La formula toponomastica affidata a qualche decina di metri quadri (che sono il contesto spaziale lasciato libero dalla inopinata demolizione dell'ex Supercinema) rivelava ad un tempo idealismo, sobrietà, immediatezza della finalità.
Ma, soprattutto, sottintendeva la correlazione tra il rango toponomastico, cui consegnare la memoria dell'estinto, e l'impronta “tematica” del progetto.
Evidentemente deve essersi trattato o di una eterogenesi dei fini o una prevedibile deriva di infatuazioni o entusiasmi, intensi nel picco (mediatico) ma di breve durata.
Ogni tanto, in presenza di slanci memorialistici, bisognerebbe avere l'accortezza (od il pudore) di interrogarsi sia sulla congruità delle opzioni sia sull'incrocio tra intenzioni e risultati pratici.

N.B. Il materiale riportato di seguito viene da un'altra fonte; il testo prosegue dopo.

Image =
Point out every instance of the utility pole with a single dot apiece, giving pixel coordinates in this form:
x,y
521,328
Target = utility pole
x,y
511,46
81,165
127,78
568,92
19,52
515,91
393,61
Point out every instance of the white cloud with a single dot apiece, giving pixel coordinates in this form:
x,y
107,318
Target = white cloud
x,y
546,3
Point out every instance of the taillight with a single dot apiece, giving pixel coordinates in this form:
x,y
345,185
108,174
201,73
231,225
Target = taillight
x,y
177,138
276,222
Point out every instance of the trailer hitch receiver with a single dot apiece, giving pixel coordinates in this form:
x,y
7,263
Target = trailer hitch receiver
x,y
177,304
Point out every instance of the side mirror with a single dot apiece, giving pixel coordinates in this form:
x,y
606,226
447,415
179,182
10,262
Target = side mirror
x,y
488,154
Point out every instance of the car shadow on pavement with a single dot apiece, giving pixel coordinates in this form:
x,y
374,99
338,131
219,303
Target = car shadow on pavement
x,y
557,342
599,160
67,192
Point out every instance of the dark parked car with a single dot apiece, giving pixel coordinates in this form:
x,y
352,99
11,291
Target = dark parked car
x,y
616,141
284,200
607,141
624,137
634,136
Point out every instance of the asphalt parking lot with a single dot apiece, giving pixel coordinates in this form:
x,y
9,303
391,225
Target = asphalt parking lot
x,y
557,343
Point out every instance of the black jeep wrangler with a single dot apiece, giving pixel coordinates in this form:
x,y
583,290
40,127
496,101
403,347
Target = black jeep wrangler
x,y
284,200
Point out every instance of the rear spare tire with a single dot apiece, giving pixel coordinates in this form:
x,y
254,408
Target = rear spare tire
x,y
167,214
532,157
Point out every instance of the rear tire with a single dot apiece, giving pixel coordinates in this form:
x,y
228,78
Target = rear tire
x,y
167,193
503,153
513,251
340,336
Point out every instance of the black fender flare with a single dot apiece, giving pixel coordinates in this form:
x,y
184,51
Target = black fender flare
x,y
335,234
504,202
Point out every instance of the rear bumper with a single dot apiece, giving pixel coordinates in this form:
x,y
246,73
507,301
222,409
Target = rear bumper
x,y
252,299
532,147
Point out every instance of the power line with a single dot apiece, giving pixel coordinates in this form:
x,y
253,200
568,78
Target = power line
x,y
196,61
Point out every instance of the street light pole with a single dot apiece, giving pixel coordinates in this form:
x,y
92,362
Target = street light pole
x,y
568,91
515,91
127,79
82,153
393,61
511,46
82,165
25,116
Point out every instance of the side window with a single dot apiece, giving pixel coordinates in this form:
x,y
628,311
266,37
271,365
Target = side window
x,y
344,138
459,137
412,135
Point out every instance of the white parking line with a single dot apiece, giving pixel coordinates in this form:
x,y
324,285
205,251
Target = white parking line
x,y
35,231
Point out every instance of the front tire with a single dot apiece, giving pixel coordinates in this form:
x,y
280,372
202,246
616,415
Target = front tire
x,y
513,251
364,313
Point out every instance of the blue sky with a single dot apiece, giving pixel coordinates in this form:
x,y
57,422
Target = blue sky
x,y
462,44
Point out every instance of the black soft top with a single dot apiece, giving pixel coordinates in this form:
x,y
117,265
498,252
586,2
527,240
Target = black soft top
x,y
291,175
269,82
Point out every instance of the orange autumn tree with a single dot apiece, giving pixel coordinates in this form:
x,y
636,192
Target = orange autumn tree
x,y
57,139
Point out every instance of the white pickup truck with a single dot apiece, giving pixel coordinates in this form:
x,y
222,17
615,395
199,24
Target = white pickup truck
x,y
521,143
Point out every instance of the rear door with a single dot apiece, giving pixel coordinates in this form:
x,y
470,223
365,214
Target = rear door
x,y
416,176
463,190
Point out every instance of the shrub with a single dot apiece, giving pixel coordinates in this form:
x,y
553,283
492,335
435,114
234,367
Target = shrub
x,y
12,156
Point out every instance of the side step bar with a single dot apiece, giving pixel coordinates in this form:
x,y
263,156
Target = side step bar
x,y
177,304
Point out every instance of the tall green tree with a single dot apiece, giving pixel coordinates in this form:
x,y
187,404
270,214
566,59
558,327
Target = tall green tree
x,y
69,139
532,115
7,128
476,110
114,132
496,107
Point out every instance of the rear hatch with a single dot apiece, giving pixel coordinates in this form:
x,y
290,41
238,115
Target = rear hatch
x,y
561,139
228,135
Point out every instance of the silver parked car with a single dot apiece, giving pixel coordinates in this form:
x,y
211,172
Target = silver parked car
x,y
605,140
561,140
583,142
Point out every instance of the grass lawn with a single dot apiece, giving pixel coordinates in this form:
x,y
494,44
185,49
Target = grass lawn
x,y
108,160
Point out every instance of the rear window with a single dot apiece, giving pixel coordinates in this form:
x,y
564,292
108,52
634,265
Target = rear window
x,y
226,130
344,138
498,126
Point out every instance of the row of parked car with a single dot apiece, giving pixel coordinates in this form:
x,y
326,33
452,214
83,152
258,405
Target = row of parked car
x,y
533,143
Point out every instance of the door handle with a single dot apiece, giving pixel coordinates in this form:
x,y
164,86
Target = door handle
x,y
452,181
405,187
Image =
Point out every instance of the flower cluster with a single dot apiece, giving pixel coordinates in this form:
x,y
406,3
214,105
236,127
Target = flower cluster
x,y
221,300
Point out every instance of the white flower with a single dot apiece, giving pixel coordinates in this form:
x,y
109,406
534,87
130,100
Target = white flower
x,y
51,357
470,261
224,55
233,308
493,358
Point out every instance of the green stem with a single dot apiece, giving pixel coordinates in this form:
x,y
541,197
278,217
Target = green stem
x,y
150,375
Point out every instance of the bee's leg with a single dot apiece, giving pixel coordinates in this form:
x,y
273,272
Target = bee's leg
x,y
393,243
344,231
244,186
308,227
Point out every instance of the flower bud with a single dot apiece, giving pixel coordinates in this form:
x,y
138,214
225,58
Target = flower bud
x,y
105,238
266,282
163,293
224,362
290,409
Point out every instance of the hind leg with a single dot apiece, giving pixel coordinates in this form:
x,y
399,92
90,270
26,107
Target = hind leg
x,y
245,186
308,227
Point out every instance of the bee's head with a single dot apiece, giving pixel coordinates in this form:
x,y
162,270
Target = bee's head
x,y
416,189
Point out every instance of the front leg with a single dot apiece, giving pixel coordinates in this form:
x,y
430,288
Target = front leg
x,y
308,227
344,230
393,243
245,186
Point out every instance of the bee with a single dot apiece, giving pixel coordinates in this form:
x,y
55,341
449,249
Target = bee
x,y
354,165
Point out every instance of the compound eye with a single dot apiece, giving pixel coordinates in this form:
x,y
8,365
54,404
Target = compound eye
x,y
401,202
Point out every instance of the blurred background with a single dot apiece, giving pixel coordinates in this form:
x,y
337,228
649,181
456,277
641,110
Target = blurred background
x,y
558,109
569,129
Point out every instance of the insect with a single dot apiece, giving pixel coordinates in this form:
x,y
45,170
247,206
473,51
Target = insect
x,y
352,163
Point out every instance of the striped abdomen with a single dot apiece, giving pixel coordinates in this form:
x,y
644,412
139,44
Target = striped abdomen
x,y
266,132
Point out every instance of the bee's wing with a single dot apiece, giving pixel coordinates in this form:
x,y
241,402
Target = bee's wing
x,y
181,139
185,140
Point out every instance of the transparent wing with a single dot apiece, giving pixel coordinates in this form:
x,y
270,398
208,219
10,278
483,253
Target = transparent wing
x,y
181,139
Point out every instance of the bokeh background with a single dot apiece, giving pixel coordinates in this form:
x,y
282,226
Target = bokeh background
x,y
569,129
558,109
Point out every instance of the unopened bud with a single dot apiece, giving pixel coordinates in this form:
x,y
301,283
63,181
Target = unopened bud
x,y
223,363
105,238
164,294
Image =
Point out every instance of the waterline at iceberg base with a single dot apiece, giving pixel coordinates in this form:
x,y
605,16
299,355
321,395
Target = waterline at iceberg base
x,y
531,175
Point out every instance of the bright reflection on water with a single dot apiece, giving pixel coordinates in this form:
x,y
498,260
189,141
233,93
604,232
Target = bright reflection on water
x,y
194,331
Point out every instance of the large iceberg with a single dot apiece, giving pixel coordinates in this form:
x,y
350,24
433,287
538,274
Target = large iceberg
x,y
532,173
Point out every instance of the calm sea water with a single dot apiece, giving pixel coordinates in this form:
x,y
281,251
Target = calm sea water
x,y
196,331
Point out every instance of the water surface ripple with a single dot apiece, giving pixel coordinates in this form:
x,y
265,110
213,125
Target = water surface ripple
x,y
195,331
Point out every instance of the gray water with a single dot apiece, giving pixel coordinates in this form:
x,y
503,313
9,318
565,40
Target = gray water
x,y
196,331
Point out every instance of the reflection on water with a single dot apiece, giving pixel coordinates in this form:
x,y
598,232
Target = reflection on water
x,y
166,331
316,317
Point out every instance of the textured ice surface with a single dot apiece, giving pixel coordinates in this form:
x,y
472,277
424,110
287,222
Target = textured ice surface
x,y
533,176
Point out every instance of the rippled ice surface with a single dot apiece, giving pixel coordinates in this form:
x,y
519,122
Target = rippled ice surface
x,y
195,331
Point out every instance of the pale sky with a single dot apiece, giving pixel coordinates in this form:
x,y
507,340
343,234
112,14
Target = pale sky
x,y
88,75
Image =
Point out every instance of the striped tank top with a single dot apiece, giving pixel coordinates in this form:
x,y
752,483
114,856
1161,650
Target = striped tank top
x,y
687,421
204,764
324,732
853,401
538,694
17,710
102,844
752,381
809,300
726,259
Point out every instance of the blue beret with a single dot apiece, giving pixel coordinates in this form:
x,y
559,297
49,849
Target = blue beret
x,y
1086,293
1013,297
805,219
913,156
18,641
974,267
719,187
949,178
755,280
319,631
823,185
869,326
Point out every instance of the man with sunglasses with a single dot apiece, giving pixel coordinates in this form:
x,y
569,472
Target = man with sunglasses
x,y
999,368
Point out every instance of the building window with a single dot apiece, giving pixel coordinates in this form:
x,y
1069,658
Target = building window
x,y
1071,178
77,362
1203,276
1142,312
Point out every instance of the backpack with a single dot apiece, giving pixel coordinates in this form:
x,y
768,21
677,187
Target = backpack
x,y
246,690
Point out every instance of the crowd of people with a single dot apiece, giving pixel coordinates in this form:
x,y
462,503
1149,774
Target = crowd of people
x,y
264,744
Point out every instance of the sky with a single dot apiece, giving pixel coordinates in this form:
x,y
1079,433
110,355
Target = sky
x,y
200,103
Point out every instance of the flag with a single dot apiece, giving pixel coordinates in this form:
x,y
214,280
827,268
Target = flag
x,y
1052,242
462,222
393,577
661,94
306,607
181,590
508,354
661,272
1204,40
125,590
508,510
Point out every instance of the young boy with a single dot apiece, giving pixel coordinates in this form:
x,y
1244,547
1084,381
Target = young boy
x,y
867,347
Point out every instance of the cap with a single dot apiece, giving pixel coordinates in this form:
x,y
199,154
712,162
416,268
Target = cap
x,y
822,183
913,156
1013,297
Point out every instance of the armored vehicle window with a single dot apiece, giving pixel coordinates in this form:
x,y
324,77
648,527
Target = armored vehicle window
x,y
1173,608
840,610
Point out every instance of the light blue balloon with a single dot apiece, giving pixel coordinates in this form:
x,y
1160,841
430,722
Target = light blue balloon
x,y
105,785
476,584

A dire il vero, l'intitolazione del piccolo slargo di via Goito alla memoria di Mario Coppetti, più che sottintendere postulava apertis verbis un arredo consono al profilo di un cremonese, la cui produzione artistica e la cui testimonianza ideale e civile avrebbero molto da affidare alla memoria della città.
Si era pensato, nel corso delle numerose ed impegnate riunioni di tre anni fa, di costruire su quel piccolo spazio, molto simile ad un cortile, una location di sosta in uno spazio cerniera tra tessere del centro pedonalizzato e di “ristoro” della mente. In un contesto che per sobrietà e tocco artistico avrebbe potuto sollecitare il richiamo alle virtù elettive tramandate e tramandabili da alcune delle più significative e targate opere di Coppetti e di altri artisti cremonesi. Non è andata così. Non a causa della perfidia della “sovraintendenza” o di altri maledetti intralci. Il lamentato “degrado" è la conseguenza logica e lineare di un'impronta cacopedica. Quattro panchine, il solito tributo al muralismo, soprattutto, l'implicita istigazione al ceto di riferimento di questa amministrazione (il largo deposito di fancazzisti e di eterni testimoni della movida 24 h) et les jeux sont faits.
Recriminare non serve (per i disillusi come noi ed i numerosi estimatori di Mario Coppetti); come non serve spiegare e promettere, come fa l'assessora vestale della “rigenerazione urbana”.
È andata, si ripete, così. Ci si era mossi per ricordare un debito (di attestazione civile e di riconoscenza) di cui alla distanza ci si dimenticherà. O certamente non si verrà stimolati a ricordare a contatto di contesti comportamentali poco consoni.
È il caso di un gesto toponomastico, se non all'insegna, come deriva del “name and shame” nominare e svergognare.
Questa disarmante deriva è, tuttavia, destinata ad una virtuosa correzione.
Nei giorni scorsi, infatti, Giuseppe Azzoni, cui la figlia di Mario Coppetti, dottoressa Silvia ha chiesto di riordinare le “carte” diligentemente conservate dallo scultore/partigiano, ci ha comunicato di aver concluso questo impegnativo lavoro di riordino e catalogazione.
In vista di un importante traguardo: l'approdo all'Archivio di Stato cui il cospicuo fondo documentale giungerà per essere consultato da studenti, ricercatori, appassionati di storia politica ed artistica. Perché, bisognerebbe aggiungere, il professor Coppetti, nel corso della sua lunga e feconda esistenza, ha conservato anche interessanti documenti di rilievo artistico.
Ne trarranno vantaggio sia la conservazione e la salvaguardia documentale sia la pratica accessibilità e consultazione.
Daremo, quando gli eredi ci autorizzeranno, dettagliati particolari sul percorso della donazione all'Archivio di Stato.
Al momento sentiamo il dovere di ringraziare la famiglia Coppetti per questo ulteriore gesto di generosità verso Cremona e Giuseppe Azzoni, che si è come al solito prodigato in un lavoro impegnativo.